We are each subject to the projections of others, and there’s absolutely nothing we can do to avoid this. The energy we could put into dancing around projections by others is better redirected into fierce clarity about our intentions–what is my goal, what have I set out to do, what values and principles will I hold to as I do this?

No one can know your intentions but you. Know your intentions. Set the course for your boat.  Once you set sail, the wind will change directions; you can bank on it.  Hold your course. Where the boat ends up is determined by the person who steers it, not merely by the direction of the wind.

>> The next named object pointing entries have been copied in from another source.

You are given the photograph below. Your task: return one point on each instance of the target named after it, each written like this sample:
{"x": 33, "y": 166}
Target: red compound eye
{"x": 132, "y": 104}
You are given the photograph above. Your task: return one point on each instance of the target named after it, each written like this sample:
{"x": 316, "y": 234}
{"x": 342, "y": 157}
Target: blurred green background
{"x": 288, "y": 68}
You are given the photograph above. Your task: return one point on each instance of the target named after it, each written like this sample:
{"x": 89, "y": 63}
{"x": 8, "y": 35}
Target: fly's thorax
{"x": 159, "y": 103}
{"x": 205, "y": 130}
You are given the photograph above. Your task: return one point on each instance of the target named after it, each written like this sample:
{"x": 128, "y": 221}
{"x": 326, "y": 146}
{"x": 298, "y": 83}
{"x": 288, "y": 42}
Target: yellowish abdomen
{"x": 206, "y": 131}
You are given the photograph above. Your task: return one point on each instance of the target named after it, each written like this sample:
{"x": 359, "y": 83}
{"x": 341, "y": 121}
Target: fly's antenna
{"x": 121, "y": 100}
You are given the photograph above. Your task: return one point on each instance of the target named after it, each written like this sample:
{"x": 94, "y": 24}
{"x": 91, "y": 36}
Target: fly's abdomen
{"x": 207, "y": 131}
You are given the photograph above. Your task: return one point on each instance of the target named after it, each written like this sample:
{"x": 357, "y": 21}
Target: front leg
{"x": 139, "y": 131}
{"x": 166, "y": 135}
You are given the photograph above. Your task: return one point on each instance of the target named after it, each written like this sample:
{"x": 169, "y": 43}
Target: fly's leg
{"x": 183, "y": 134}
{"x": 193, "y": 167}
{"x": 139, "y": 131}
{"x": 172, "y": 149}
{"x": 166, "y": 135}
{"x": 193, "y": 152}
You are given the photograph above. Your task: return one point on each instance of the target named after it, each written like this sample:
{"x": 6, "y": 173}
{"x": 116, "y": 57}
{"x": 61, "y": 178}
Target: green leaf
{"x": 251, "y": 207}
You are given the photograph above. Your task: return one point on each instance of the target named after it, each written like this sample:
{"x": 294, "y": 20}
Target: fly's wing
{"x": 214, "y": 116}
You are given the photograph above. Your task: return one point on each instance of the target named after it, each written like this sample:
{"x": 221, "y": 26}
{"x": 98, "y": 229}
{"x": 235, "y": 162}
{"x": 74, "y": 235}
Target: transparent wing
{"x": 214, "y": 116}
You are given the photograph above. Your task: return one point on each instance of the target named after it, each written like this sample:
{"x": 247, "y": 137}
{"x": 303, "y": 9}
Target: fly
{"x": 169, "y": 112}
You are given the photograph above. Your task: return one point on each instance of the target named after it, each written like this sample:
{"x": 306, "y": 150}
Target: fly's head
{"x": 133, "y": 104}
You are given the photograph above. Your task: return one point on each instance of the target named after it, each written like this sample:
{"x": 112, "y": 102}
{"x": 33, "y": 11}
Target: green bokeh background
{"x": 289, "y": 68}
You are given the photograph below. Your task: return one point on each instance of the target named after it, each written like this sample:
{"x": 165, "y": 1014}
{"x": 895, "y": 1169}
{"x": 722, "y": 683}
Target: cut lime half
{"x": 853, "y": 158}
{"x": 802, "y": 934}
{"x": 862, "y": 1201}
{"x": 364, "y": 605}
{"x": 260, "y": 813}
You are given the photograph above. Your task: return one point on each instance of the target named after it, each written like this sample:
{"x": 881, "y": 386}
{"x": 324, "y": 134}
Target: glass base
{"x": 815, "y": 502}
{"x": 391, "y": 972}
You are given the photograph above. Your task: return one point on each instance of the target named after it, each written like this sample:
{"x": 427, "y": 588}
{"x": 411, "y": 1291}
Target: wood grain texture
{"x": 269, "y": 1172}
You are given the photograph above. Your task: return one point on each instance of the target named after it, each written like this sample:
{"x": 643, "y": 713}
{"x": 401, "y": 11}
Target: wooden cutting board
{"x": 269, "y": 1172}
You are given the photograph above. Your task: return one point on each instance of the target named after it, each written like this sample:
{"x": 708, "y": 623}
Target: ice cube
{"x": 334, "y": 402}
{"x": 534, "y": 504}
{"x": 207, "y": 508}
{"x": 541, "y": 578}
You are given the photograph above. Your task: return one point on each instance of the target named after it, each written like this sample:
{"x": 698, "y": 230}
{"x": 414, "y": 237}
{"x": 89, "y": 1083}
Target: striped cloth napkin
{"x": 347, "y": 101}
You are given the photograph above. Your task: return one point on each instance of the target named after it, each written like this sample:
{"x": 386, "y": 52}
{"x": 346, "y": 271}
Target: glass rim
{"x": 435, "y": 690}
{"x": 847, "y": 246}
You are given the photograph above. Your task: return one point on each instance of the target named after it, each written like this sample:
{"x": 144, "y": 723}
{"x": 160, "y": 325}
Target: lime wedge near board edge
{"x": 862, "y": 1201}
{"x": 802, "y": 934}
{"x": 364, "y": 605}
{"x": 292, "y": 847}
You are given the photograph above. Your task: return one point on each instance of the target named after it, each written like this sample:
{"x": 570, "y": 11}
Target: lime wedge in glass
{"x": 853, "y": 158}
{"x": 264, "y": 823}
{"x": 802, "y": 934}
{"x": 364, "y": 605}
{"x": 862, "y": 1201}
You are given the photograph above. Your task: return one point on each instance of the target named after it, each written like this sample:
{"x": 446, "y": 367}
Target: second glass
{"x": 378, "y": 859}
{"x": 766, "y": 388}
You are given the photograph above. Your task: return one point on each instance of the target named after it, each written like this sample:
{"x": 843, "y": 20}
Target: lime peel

Have thoughts you’d like to share?

Touch Practice is a sacred practice for me, and part of that is keeping confidences sacred. While a name and e-mail address are required to post a comment, feel free to use just your first name, or a pseudonym if you wish.  Your e-mail address will never be seen by or shared with anyone. It is used to prevent spam and inappropriate comments from appearing in the blog. I’d really like to hear from you!

  1. Barry
    Barry06-15-2011

    Kevin – as always – right on the mark! I think that the challenge of our projections is always with us. It’s part of our humanity that we somehow always are able to see in others the things that we would like to avoid seeing in ourselves. To try and catch ourselves before speaking them or acting upon those projections is a great practice to get to. An old friend always used the example of pointing our fingers at another person – be careful, he said, there are four pointing back at you. Once, we have addressed that issue for ourselves, then possibly we could offer some insight to another about how we have handled that issue for ourselves.

    I see so many connections for your work/gift to various practices – like Reiki, massage and others. All are connections to that spiritual reality that is within each of us and always around and among us in the world. Any of these modalities and all of them can only help us to become better grounded in ourselves and connected to each other and the world we share.

    thanks again!

    • Kevin Smith
      Kevin Smith06-15-2011

      Barry, great comment. I agree with you that learning to work with our own projections can serve us as a kind of inner teacher and guide. And for myself, projections come in two different flavors. There’s the “finger pointing” variety you mention–ways in which I accuse or see my neighbor as “less than” because of my own projections onto them. But there’s also the opposite, which manifests in energy like infatuation, where I project onto someone and make them “more than.” That is an interesting form of projection too, and teaches me that just as there are parts of me I avoid seeing (and project) because they’re undesirable, there are equally parts of me I have difficulty accepting because they are so intensely beautiful. In some ways, that aspect of projection is the more mind-boggling one for me!

  2. Chris from Lancaster
    Chris from Lancaster02-25-2013

    Reading this article, I am reminded of something akin to the wisdom Barry quotes (‘when you point your finger, there are four pointing back at you’): When you are projecting, you’re not doing your own work; indeed, projecting lets you *avoid* doing your own work.* I am inspired by the concept of ‘re-directing projection into fierce clarity’. That is, do your work – it’s the only work you have to do.

    (*This might be Byron Katie – can’t rightly recall, but want to attempt proper attribution.)

    • Kevin Smith
      Kevin Smith02-26-2013

      I love this line of thinking, Chris. I often notice this force operational in group processes. It’s not unusual that a group will get together and try to change the world by talking about the people who aren’t in the room. It’s an extension of, “My life would be perfect if only so-and-so would be different that he/she is.” When groups start to talk about the people INSIDE the room, the world changes. We change the world by changing ourselves, not by adjusting others.